3. As per above I agree conversation options were gimped a little, but action wise ME2 had far more opportunities for meaningful choice then ME1-one in each character mission, at least, and the SM takes things up to eleven (seriously, how many rpgs have a select-the-cast option? Because that's basically what the sm is). The cerberus railroading is little different from forcing shepard to join the council in ME1. It helps keep the plot fairly simple and makes sense in context.
BeefoTheBold wrote...
It makes NO sense for a Paragon Shepard to work for Cerberus when he could ditch them and go back to the human alliance and his old mentor easily. Sure, makes sense as a Renegade Shepard, but not at all for a Paragon.
In the first game, it makes sense either way because it's necessary to become and remain a Spectre. After he becomes one though, the amount you have to listen to the alliance decreases dramatically. You become much more of a free agent and a great many of the alliance missions become up to you to complete or not and how you complete them.

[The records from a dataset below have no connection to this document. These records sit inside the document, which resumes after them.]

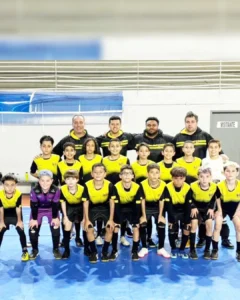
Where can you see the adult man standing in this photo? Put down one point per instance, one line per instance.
(200, 138)
(154, 137)
(77, 136)
(126, 139)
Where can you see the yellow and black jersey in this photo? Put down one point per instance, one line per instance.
(140, 171)
(165, 170)
(229, 199)
(63, 167)
(113, 167)
(125, 196)
(87, 165)
(203, 199)
(200, 139)
(69, 198)
(191, 167)
(152, 195)
(10, 204)
(97, 196)
(126, 139)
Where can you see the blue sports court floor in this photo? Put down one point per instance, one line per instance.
(151, 278)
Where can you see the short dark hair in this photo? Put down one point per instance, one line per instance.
(84, 148)
(71, 173)
(99, 165)
(169, 145)
(46, 138)
(190, 114)
(126, 167)
(153, 166)
(178, 172)
(113, 118)
(142, 145)
(9, 177)
(152, 119)
(69, 144)
(114, 140)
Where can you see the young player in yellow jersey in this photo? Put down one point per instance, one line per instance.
(178, 201)
(69, 163)
(167, 163)
(72, 207)
(11, 211)
(152, 193)
(96, 198)
(89, 158)
(228, 204)
(127, 207)
(189, 162)
(140, 174)
(47, 160)
(203, 202)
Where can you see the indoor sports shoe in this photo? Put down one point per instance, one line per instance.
(174, 253)
(151, 243)
(135, 256)
(163, 252)
(113, 256)
(124, 241)
(183, 254)
(93, 258)
(143, 252)
(193, 254)
(66, 254)
(214, 255)
(57, 254)
(207, 254)
(226, 243)
(99, 241)
(33, 254)
(25, 256)
(104, 257)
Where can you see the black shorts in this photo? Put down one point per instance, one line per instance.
(99, 213)
(202, 216)
(75, 212)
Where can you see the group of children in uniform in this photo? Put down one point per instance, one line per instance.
(109, 190)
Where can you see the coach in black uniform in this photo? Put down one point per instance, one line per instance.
(77, 136)
(126, 139)
(154, 137)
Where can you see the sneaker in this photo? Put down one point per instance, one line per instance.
(87, 252)
(135, 256)
(143, 252)
(207, 254)
(201, 243)
(188, 244)
(226, 243)
(57, 254)
(183, 254)
(79, 242)
(33, 254)
(93, 258)
(25, 256)
(124, 241)
(193, 254)
(163, 252)
(151, 244)
(238, 256)
(129, 232)
(99, 241)
(174, 253)
(104, 257)
(113, 256)
(66, 254)
(214, 254)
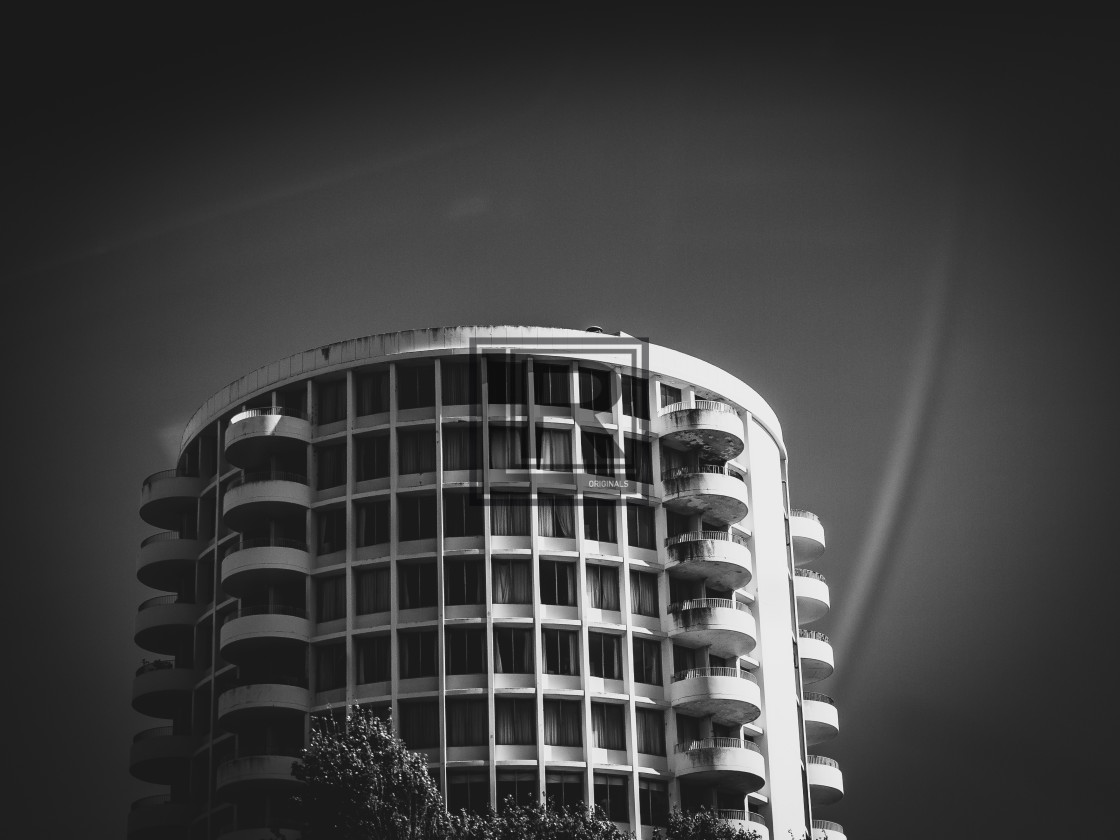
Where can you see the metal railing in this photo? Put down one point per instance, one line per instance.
(273, 475)
(818, 697)
(707, 604)
(699, 672)
(823, 761)
(263, 542)
(276, 410)
(809, 574)
(717, 744)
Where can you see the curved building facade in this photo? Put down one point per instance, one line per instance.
(565, 562)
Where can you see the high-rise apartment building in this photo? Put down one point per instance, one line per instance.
(565, 561)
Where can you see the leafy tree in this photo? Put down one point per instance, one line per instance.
(702, 824)
(537, 822)
(363, 783)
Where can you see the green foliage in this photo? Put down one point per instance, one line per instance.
(537, 822)
(362, 783)
(702, 824)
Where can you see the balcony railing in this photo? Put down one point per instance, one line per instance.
(276, 410)
(813, 634)
(701, 404)
(707, 604)
(699, 672)
(804, 514)
(824, 761)
(266, 476)
(819, 698)
(264, 542)
(809, 574)
(717, 744)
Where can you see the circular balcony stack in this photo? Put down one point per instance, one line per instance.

I've had lengthly debates on this subject and your point revolves around the assertion that Shepard can rejoin the alliance. And he cant. The alliance or the council because they aren't interested in helping him, and even if he ran from TIM the very fact that cerberus brought him back means no one will trust him. So cerberus is the only option. The only real problem here is that Paragon shep joins TIM without trying to return to the council first, but that's minor as he can rush back there almost right after getting the normandy back. As for Shepard's grudge against cerberus, they did save his life, so IMO it evens out.

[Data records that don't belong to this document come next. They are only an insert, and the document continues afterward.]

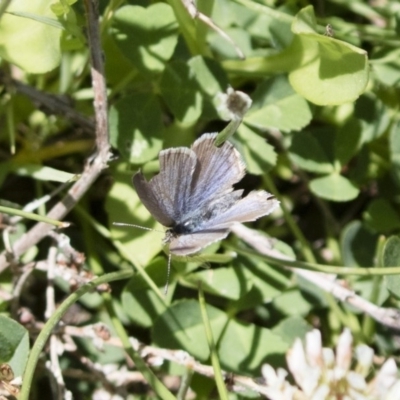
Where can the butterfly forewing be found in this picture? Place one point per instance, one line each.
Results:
(218, 168)
(152, 200)
(167, 193)
(194, 242)
(249, 208)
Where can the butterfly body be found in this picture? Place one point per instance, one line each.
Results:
(193, 194)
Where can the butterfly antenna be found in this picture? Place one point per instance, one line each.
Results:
(136, 226)
(168, 274)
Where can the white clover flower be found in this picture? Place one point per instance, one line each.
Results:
(321, 374)
(233, 104)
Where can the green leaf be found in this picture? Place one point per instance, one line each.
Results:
(226, 282)
(394, 149)
(347, 141)
(146, 36)
(391, 258)
(258, 154)
(136, 127)
(326, 71)
(292, 302)
(334, 187)
(309, 151)
(181, 93)
(14, 345)
(358, 245)
(139, 302)
(181, 327)
(291, 328)
(241, 347)
(210, 77)
(273, 100)
(373, 116)
(381, 216)
(32, 45)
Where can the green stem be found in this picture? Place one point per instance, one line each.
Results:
(161, 391)
(329, 269)
(35, 217)
(219, 380)
(293, 226)
(53, 321)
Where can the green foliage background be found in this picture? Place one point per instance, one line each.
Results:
(322, 135)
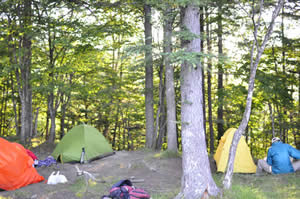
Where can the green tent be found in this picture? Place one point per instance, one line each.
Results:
(82, 136)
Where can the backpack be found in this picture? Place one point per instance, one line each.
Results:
(125, 190)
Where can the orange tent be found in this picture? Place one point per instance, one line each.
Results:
(16, 168)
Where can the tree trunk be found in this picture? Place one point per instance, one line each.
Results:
(253, 68)
(196, 178)
(158, 127)
(209, 69)
(23, 73)
(220, 120)
(170, 88)
(150, 137)
(35, 122)
(202, 68)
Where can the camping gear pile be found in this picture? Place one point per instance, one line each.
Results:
(243, 162)
(17, 164)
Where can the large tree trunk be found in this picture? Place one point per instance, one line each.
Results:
(150, 136)
(253, 68)
(170, 89)
(209, 69)
(196, 178)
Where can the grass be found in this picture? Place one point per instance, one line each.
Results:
(246, 186)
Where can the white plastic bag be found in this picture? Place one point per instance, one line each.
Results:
(55, 179)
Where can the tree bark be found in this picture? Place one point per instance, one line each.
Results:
(150, 136)
(209, 70)
(196, 178)
(253, 68)
(23, 72)
(170, 88)
(220, 120)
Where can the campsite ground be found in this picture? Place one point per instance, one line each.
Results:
(158, 173)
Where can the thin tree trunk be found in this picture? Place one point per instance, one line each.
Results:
(209, 71)
(272, 119)
(150, 136)
(202, 68)
(170, 88)
(23, 73)
(196, 178)
(35, 122)
(160, 105)
(253, 68)
(220, 120)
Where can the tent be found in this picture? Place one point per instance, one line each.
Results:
(82, 136)
(16, 166)
(243, 162)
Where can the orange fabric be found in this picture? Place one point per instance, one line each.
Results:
(16, 168)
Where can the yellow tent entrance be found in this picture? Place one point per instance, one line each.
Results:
(243, 162)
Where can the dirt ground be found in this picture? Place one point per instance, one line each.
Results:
(147, 169)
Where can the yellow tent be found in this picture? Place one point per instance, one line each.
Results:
(243, 162)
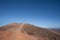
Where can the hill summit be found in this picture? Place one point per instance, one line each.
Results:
(25, 31)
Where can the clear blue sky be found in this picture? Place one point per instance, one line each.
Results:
(44, 13)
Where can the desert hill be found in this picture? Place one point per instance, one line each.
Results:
(24, 31)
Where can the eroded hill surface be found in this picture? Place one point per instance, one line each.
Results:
(25, 31)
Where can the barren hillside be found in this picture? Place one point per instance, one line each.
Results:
(23, 31)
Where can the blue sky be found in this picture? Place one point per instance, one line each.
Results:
(44, 13)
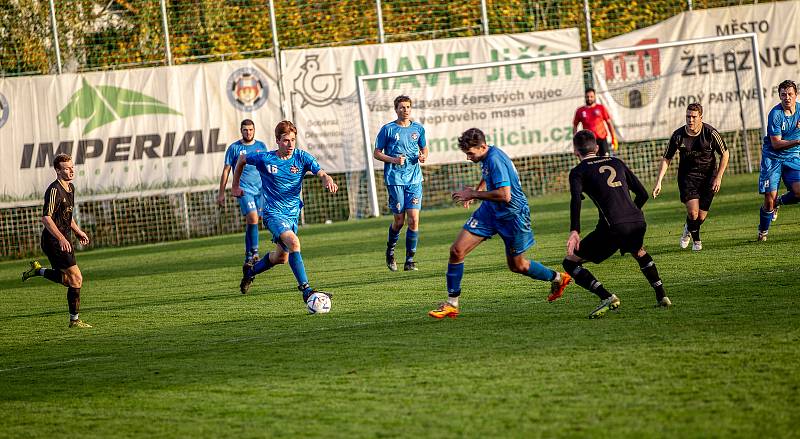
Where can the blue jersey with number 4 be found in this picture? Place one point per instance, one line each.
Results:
(282, 179)
(250, 181)
(395, 140)
(499, 171)
(787, 127)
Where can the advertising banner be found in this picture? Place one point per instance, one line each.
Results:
(131, 130)
(647, 91)
(525, 109)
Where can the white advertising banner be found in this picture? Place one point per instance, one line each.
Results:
(525, 109)
(647, 91)
(131, 130)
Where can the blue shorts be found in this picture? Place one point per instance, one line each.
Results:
(515, 231)
(772, 170)
(403, 197)
(249, 203)
(277, 224)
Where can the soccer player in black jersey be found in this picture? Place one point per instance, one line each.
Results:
(699, 177)
(608, 183)
(59, 201)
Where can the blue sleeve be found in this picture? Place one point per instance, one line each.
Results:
(253, 159)
(774, 124)
(380, 141)
(498, 172)
(310, 164)
(231, 156)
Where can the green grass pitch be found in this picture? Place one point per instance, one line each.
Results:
(176, 351)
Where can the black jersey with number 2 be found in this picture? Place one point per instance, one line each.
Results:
(58, 205)
(608, 182)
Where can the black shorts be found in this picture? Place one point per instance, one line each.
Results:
(602, 147)
(59, 260)
(603, 241)
(697, 186)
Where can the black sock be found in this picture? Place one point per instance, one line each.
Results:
(53, 275)
(74, 300)
(585, 278)
(648, 267)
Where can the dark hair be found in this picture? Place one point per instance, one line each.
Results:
(59, 159)
(284, 127)
(584, 142)
(471, 138)
(694, 106)
(401, 98)
(786, 84)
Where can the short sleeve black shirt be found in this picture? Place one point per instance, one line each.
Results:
(699, 156)
(58, 205)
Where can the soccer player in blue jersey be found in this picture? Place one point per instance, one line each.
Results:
(251, 202)
(780, 157)
(401, 146)
(504, 211)
(282, 174)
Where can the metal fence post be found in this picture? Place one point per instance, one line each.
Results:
(276, 52)
(379, 9)
(165, 24)
(55, 35)
(484, 18)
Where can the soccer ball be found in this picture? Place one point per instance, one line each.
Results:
(318, 303)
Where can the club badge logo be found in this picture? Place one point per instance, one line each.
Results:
(631, 76)
(247, 89)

We can wrangle over the specific details but I don't see how cerberus and council railroading are significantly different.
4. The slippery slope principle is argumentively false. It can be used to prove anything and needs more information to be valid-in short, it's useless. Just because I've taken six steps in one direction doesn't mean I can't change direction. For instance ME2 and DA2 set up a trend of streamlining rpg mechanics, but ME3 is reversing that a bit. Likewise ME2's fractured story does not seem to be returning, at least quite so much, in ME3. That doesn't mean there aren't trends but this isn't set isn't set in stone either.